Risk Register Guide: How to Document and Monitor Risks

In business, risk lurks around every corner—some so subtle they barely register. As you plan, consider unexpected disruptions, such as a regional conflict affecting supply chains or a natural disaster, like a sinkhole swallowing key infrastructure. These events, often unforeseen and outside daily concerns, may be overlooked in a broad risk management plan.

The aptly named risk register serves as a critical tool for capturing and preparing for unforeseen risks. It ensures businesses can proactively mitigate their impact and maintain operational continuity with risk information in advance.

How Does a Risk Register Fit Into Risk Management?

While the terms “risk register” and “risk management” are often used interchangeably, they’re two distinct components of an overall strategy.

What is a risk register?

The risk register serves as a specific tool for recording and tracking identified risks, focusing on documenting individual risks and associated details.

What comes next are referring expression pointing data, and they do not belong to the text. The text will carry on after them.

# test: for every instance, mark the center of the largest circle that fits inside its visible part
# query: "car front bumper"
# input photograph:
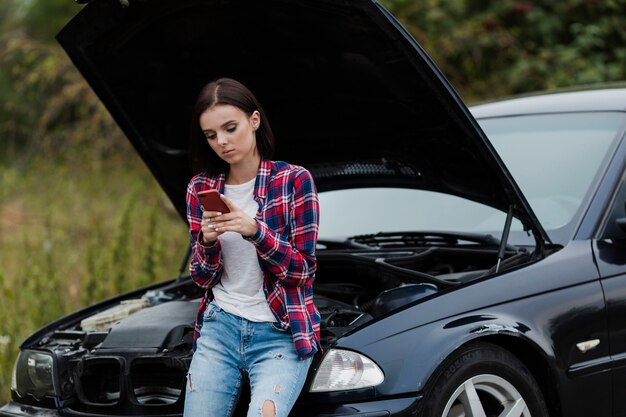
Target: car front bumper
(397, 407)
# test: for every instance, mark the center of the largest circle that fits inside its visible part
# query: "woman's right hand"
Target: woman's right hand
(209, 232)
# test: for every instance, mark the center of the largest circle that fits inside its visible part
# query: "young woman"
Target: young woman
(257, 320)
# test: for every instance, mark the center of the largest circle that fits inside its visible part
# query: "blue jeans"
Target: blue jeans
(230, 347)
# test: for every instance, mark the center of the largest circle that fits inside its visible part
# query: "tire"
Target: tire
(482, 380)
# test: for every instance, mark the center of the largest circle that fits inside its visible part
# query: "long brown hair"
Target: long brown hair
(225, 91)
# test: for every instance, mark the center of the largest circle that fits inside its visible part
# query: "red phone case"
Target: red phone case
(211, 201)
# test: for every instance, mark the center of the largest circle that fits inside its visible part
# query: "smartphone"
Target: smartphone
(211, 201)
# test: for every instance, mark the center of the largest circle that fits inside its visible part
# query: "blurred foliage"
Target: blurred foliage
(490, 49)
(78, 210)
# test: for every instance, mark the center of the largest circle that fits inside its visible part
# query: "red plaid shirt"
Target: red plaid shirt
(287, 219)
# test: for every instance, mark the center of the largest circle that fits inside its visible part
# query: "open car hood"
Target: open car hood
(350, 94)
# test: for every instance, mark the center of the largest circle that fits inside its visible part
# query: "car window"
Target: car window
(555, 160)
(370, 210)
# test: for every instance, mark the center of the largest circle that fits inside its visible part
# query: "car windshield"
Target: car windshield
(554, 158)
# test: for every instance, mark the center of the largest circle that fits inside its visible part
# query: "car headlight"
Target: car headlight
(33, 374)
(342, 370)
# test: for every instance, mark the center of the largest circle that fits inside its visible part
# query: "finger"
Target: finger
(210, 214)
(231, 206)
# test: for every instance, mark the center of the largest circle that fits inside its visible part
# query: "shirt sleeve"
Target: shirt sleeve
(206, 261)
(291, 258)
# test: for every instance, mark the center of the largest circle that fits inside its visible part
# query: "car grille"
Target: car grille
(121, 385)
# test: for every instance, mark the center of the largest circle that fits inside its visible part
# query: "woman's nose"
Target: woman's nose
(221, 139)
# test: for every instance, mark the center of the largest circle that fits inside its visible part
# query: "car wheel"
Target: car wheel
(483, 380)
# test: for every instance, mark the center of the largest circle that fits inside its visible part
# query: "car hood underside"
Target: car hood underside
(351, 96)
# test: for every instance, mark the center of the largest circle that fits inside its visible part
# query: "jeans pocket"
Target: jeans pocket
(210, 312)
(277, 327)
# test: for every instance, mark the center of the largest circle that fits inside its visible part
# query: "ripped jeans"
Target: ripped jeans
(230, 347)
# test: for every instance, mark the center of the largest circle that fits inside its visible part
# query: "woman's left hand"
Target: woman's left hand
(236, 221)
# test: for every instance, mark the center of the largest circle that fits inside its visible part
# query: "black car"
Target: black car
(443, 290)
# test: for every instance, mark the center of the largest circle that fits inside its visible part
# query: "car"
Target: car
(470, 261)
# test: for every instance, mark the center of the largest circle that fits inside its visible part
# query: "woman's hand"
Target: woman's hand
(215, 223)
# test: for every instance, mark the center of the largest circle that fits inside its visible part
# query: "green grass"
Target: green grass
(73, 233)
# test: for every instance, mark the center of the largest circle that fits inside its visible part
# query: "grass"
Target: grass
(73, 233)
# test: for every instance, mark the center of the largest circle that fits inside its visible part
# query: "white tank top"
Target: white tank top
(240, 291)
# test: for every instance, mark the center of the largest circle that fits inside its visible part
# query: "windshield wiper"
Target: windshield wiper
(382, 240)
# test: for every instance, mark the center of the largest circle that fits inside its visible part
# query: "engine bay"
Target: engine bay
(134, 351)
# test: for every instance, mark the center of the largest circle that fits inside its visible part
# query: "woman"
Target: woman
(257, 262)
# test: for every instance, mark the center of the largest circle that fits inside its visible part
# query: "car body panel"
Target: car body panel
(395, 108)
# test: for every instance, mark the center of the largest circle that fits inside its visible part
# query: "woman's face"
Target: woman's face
(231, 133)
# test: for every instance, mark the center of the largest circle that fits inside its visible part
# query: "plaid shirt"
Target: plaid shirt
(287, 219)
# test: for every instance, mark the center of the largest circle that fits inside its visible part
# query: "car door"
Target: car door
(610, 252)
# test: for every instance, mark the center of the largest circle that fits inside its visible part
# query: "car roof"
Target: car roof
(605, 99)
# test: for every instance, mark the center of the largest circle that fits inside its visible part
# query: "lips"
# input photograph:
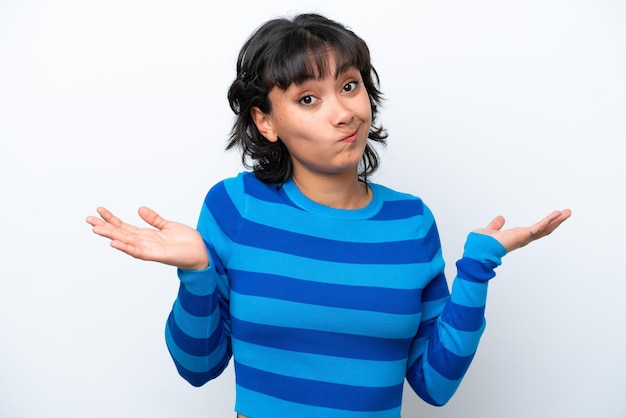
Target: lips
(351, 138)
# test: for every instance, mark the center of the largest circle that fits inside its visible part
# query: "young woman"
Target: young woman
(326, 289)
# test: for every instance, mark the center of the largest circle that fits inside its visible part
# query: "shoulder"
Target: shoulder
(238, 189)
(398, 204)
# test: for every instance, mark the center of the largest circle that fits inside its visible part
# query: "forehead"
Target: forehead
(311, 62)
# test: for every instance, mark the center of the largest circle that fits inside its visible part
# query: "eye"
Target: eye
(351, 86)
(307, 100)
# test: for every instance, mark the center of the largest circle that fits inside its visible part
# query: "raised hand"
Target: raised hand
(168, 242)
(515, 238)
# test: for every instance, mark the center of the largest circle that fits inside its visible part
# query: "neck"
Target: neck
(336, 191)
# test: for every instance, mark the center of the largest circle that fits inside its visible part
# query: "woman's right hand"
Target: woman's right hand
(169, 243)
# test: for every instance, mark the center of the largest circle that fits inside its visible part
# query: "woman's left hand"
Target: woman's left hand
(515, 238)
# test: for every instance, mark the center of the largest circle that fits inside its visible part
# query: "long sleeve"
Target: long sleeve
(452, 325)
(197, 331)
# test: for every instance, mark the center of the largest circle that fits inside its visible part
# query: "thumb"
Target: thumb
(497, 223)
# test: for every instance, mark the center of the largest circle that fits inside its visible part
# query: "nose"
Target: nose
(342, 114)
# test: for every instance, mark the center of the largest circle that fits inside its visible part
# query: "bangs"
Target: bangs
(305, 56)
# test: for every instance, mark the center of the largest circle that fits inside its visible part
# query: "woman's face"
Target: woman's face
(324, 123)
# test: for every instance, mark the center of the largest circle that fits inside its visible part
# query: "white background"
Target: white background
(493, 107)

Risk register vs. risk management

In contrast, risk management entails a comprehensive approach to risk analysis, identification, and response. It involves strategic planning and ongoing monitoring, with responsibilities shared among various stakeholders. Documentation within risk management encompasses risk assessments, risk mitigation strategies, and monitoring reports. Below are a few differences between risk registers and management strategies.

A risk register is a central component in your management strategy, but a lot of organizations don’t keep one. Without a detailed record of identified risks and their characteristics, it becomes difficult to effectively prioritize, monitor, and respond to potential threats. They also have benefits beyond risk management.

How Will a Risk Log Benefit Your Organization?

Typically, a risk register includes details such as the nature of possible risks, likelihood, and potential impact, mitigation strategies, responsible parties, and status. By maintaining a comprehensive risk record, organizations can proactively address challenges and capitalize on opportunities to achieve their goals effectively. In fact, there are multiple ways leaders can use these registers.

Integrating a Register Into Your Risk Management Strategy

A risk register can be either organization-wide or project-based. A project risk register is a document specifically tailored to a particular project. A key component in project management, a register identifies, assesses, and manages risks that could impact successful delivery. This register typically includes risks related to project scope, schedule, budget, resources, and stakeholders. For example, if a project involves implementing a new software system, risks might include technical challenges, resource constraints, or changes in user requirements.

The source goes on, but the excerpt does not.